I recently did a coding challenge where I was tasked to return the number of unique interval pairs that do not overlap when given the starting points in one list and the ending points in one list. I was able to come up with an n^2 solution and eliminated duplicates by using a set to hash each entry tuple of (start, end). I was wondering if there was a more efficient way of approaching this, or this is the best I could do:
def paperCuttings(starting, ending):
# Pair each start with its corresponding end and sort
intervals = sorted(zip(starting, ending), key=lambda x: x[1])
non_overlaps = set()
print(intervals)
# Store valid combinations
for i in range(len(intervals)):
for j in range(i+1, len(intervals)):
# If the ending of the first is less than the starting of the second, they do not overlap
if intervals[i][1] < intervals[j][0]:
non_overlaps.add((intervals[i], intervals[j]))
return len(non_overlaps)
starting = [1,1,6,7]
ending = [5,3,8,10]
print(paperCuttings(starting, ending)) # should return 4
starting2 = [3,1,2,8,8]
ending2 = [5, 3, 7, 10, 10]
print(paperCuttings(starting2, ending2)) # should return 3
I ask because I timed out in some hidden test cases
This is a O(n*log n) solution in Ruby (n being the number of intervals). I will include a detailed explanation that should make conversion of the code to Python straightforward.

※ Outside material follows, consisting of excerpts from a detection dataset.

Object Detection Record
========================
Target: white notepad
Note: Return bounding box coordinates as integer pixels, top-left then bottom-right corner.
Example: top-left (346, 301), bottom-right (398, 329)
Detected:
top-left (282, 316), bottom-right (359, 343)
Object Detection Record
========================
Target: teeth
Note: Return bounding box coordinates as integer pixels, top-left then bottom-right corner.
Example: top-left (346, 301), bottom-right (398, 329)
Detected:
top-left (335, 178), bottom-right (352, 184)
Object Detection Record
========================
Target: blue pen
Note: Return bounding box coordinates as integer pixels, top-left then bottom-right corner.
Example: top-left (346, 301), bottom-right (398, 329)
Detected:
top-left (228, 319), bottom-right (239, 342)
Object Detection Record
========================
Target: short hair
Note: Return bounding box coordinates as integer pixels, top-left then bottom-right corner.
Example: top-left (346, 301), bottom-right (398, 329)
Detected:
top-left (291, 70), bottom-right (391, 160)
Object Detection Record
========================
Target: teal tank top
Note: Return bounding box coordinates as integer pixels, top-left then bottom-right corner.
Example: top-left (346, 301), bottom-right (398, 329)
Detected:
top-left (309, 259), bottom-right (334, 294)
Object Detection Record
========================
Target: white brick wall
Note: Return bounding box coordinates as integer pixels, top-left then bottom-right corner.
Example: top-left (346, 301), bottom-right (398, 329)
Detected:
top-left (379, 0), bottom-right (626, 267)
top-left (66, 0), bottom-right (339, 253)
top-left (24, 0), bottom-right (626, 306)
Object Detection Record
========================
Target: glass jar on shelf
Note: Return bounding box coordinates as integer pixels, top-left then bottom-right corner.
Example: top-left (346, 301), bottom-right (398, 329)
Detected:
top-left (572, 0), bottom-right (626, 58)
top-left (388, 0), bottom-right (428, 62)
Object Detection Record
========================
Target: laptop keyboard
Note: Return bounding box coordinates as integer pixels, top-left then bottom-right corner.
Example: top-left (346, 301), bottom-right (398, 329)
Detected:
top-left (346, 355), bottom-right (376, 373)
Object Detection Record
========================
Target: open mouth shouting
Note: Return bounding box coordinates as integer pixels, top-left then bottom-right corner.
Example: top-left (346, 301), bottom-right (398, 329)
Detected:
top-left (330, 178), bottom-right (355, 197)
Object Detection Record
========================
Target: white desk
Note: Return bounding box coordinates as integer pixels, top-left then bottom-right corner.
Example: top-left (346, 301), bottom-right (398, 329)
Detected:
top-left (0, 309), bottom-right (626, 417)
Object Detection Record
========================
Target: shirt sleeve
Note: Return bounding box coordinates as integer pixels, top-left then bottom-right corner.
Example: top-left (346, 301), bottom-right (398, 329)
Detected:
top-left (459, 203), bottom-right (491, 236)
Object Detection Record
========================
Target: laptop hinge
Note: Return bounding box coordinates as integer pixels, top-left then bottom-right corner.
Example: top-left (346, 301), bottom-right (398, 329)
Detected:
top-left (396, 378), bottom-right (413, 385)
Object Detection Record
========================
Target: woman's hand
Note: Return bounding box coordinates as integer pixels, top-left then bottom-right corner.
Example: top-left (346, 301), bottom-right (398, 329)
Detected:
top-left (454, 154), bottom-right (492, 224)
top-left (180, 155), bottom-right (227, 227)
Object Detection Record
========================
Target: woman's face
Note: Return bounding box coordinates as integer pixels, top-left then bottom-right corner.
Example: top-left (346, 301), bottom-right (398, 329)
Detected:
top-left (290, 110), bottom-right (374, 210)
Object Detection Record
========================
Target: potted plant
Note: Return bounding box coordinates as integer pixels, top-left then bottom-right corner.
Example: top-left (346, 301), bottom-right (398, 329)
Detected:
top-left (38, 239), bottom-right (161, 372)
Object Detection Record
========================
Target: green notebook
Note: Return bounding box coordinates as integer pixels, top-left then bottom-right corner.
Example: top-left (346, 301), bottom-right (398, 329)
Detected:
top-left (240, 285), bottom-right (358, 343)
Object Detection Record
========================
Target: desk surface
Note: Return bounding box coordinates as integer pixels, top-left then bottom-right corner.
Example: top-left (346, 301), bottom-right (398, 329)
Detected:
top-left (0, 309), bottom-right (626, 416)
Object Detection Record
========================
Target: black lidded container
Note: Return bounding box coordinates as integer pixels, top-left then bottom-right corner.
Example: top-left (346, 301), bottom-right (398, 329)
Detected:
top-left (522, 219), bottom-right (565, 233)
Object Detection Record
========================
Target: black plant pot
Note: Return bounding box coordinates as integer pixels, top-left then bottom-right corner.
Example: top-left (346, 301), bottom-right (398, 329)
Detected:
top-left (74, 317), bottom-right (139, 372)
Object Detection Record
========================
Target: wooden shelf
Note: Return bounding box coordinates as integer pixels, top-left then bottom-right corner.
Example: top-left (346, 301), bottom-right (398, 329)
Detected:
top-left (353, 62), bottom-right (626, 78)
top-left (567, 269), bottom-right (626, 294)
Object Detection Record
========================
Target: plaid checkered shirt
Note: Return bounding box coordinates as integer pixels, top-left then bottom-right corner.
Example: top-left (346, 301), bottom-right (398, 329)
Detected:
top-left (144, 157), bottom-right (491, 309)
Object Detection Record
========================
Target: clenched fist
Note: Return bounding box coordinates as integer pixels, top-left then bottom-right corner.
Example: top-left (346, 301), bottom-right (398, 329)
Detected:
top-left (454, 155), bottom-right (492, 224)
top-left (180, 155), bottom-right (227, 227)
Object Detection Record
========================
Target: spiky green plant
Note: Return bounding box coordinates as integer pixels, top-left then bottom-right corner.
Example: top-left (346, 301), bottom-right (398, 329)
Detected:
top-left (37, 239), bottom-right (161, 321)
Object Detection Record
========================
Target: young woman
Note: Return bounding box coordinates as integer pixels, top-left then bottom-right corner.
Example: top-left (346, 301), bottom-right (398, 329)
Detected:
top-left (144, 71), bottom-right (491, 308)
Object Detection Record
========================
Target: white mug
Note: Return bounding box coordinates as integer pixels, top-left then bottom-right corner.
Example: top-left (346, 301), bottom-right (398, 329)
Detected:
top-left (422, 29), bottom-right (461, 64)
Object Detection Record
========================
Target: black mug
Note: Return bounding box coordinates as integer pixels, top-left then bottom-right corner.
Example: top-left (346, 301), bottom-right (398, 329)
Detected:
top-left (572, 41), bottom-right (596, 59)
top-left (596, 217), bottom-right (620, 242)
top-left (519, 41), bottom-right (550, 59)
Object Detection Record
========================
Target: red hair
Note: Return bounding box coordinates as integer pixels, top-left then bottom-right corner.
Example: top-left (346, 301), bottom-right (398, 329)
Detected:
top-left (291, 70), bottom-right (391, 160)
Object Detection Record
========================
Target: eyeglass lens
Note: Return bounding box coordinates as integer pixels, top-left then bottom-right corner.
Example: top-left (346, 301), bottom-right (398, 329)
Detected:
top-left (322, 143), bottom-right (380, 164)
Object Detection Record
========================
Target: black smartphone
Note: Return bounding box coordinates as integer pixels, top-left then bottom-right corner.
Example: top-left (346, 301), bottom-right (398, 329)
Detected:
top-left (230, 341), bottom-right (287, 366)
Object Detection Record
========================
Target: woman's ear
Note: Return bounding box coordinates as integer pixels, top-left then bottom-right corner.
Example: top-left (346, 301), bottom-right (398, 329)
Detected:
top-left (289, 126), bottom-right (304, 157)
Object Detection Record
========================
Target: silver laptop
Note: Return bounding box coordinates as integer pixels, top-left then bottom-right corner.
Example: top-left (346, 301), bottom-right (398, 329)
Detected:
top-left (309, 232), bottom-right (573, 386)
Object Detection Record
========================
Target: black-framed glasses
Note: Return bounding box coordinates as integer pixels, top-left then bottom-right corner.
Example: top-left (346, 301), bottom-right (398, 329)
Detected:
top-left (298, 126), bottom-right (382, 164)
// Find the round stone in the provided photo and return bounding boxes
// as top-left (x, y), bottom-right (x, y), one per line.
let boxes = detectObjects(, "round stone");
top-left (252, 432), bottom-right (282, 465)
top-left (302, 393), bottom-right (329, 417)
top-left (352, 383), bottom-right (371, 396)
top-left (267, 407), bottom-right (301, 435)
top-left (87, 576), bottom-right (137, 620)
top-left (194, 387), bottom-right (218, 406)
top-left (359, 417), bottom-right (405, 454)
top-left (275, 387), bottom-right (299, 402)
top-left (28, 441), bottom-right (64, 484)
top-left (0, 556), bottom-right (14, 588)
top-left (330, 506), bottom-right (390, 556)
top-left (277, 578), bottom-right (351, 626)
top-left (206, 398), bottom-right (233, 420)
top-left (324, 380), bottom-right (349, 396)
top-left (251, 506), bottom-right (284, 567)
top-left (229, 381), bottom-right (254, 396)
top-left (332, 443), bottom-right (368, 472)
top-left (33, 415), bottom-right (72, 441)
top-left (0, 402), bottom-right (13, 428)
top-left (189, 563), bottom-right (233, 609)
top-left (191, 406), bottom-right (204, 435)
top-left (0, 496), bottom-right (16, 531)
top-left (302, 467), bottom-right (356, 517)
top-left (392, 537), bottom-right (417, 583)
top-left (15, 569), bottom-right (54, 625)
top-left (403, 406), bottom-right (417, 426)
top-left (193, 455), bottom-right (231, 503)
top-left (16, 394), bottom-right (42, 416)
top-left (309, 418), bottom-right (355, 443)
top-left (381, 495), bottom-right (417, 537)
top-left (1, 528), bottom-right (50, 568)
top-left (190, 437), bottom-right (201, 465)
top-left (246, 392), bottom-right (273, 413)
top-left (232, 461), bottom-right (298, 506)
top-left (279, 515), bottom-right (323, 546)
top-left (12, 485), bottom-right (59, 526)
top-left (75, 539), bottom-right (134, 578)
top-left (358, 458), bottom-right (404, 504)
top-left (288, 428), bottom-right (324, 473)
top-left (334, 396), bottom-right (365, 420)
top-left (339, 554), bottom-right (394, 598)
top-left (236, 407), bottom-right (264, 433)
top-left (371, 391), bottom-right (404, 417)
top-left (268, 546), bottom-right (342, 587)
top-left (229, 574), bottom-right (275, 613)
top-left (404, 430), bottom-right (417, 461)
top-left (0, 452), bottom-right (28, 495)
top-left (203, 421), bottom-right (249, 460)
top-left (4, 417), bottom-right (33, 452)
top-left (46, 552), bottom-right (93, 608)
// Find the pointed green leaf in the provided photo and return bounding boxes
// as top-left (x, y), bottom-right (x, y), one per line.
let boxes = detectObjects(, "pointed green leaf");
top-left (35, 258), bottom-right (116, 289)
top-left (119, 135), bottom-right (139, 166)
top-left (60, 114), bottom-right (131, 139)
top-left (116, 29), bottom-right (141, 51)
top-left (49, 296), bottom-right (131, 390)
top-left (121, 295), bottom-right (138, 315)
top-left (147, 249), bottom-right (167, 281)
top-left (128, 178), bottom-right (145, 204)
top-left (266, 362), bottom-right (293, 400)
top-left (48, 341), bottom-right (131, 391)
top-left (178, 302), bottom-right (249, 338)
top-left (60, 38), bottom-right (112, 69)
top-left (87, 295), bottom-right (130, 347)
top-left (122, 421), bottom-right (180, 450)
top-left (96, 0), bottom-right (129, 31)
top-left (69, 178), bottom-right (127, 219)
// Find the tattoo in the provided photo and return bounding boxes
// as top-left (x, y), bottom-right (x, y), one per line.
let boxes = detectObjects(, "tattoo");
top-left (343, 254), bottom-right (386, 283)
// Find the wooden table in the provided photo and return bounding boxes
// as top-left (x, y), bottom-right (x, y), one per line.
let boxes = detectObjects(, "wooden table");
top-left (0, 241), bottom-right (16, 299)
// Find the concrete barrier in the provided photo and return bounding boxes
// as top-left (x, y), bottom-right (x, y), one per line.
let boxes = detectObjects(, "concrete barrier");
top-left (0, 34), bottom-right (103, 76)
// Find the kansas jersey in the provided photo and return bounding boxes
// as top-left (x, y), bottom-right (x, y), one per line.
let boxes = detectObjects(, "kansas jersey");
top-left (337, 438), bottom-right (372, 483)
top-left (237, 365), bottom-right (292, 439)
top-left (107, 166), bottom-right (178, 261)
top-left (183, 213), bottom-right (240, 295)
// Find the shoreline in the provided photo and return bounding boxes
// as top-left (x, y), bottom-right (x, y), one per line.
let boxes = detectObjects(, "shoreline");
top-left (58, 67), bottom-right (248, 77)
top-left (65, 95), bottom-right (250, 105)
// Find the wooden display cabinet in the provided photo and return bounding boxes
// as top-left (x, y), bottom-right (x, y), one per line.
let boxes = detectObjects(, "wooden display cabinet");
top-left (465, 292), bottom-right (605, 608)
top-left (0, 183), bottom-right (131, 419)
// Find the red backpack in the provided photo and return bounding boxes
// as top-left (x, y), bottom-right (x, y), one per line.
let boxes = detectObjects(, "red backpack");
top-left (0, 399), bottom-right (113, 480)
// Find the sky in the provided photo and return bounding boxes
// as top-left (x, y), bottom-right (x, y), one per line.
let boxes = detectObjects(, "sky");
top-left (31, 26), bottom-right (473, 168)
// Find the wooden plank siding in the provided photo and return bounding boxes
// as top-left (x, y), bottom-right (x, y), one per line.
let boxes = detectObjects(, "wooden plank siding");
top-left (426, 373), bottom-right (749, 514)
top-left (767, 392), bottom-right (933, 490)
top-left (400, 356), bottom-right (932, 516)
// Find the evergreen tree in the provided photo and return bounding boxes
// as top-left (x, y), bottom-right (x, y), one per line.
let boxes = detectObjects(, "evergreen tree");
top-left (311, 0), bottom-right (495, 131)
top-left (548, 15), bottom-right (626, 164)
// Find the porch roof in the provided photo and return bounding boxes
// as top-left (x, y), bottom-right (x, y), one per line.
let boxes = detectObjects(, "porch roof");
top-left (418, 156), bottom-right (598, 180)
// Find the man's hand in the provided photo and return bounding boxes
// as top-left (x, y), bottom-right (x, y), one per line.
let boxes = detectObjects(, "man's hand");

I assume that non-overlapping intervals have no points in common, not even endpoints1.
def paperCuttings(starting, ending)
# Compute an array of unique intervals sorted by the beginning
# of each interval
intervals = starting.zip(ending).uniq.sort
n = intervals.size
count = 0
# Loop over the indices of all but the last interval.
# The interval at index i of intervals will be referred to
# below as "interval i"
(0..n-2).each do |i|
# intervals[i] is interval i, an array containing its two
# endpoints. Extract the second endpoint to the variable endpoint
_, endpoint = intervals[i]
# Employ a binary search to find the index of the first
# interval j > i for which intervals[j].first > endpoint,
# where intervals[j].first is the beginning of interval j
k = (i+1..n-1).bsearch { |j| intervals[j].first > endpoint }
# k equals nil if no such interval is found, in which case
# continue the loop the next interval i
next if k == nil
# As intervals i and k are non-overlapping, interval i is
# non-overlapping with all intervals l, k <=l<= n-1, of which
# there are n-k, so add n-k to count
count = count + n - k
end
# return count
count
end
Try it.
starting = [1, 1, 6, 7]
ending = [5, 3, 8, 10]
paperCuttings(starting, ending)
#=> 4
starting = [3, 1, 2, 8, 8]
ending = [5, 3, 7, 10, 10]
paperCuttings(starting, ending)
#=> 3
Here I will explain the calculation
intervals = starting.zip(ending).uniq.sort
for
starting = [3, 1, 2, 8, 8]
ending = [5, 3, 7, 10, 10]
a = starting.zip(ending)
#=> [[3, 5], [1, 3], [2, 7], [8, 10], [8, 10]]
b = a.uniq
#=> [[3, 5], [1, 3], [2, 7], [8, 10]]
b.sort
#=> [[1, 3], [2, 7], [3, 5], [8, 10]]
The removal of duplicates is required by the statement of the problem.
The elements of b
are sorted by their first elements. Had there been two arrays with the same first element the second element would be used as the tie-breaker, though that's not important here.
The documentation for Ruby's binary search method (over a range) is here. Binary searches have a time complexity of O(log n), which accounts for the log term in the overall time complexity of O(n*log n).
1. If intervals that share only a single endpoint are regarded as non-overlapping, change starting[j] >= endpoint
to starting[j] > endpoint
.